"Temperature" doesn't make sense unless your model is predicting a distribution. You can't "temperature sample" a calculator, for instance. The output of the LLM is a predictive distribution over the next token; this is the formulation you will see in every paper on LLMs. It's true that you can do various things with that distribution other than sampling it: you can compute its entropy, you can find its mode (argmax), etc., but the type signature of the LLM itself is `prompt -> probability distribution over next tokens`.
Any interpretation (including interpreting the inputs to the neural net as a "prompt") is "slapped on" in some senseāat some level, it's all just numbers being added, multiplied, and so on.
But I wouldn't call the probabilistic interpretation "after the fact." The entire training procedure that generated the LM weights (the pre-training as well as the RLHF post-training) is formulated based on the understanding that the LM predicts p(x_t | x_1, ..., x_{t-1}).
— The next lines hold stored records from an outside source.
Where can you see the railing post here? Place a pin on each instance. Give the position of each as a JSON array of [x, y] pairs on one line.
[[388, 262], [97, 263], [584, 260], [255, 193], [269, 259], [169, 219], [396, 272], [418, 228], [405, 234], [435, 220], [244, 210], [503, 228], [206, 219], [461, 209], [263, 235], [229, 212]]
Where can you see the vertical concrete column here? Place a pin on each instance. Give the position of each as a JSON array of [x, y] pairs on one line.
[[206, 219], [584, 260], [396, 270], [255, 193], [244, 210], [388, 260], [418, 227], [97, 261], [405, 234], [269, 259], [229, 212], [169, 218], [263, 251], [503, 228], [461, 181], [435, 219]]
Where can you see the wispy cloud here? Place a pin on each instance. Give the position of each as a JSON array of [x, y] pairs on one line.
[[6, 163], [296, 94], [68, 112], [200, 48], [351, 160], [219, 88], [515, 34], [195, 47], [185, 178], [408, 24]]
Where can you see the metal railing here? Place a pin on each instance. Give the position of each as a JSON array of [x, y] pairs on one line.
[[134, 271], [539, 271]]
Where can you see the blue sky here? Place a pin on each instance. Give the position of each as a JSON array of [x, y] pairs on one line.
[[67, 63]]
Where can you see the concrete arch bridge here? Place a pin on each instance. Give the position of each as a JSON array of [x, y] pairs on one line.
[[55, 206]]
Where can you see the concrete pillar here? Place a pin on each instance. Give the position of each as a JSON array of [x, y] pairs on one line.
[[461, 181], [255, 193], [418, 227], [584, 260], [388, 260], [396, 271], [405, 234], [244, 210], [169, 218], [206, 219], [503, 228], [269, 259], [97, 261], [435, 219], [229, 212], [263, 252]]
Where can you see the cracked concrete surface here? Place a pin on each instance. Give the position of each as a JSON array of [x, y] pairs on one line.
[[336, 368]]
For example, pretraining maximizes the log probability of the training data, and RLHF typically maximizes an objective that combines "expected reward [under the LLM's output probability distribution]" with "KL divergence between the pretraining distribution and the RLHF'd distribution" (a probabilistic quantity).
The output distribution is deterministic, the output token is sampled from the output distribution, and is therefore not deterministic.
Temperature modulates the output distribution, but sitting it to 0 (i.e. argmax sampling) is not the norm.
Running temperature of zero/greedy sampling (what you call "argmax sampling") is EXTREMELY common.
LLMs are basically "deterministic" when using greedy sampling except for either MoE related shenanigans (what historically prevented determinism in ChatGPT) or due to floating point related issues (GPU related). In practice, LLMs are in fact basically "deterministic" except for the sampling/temperature stuff that we add at the very end.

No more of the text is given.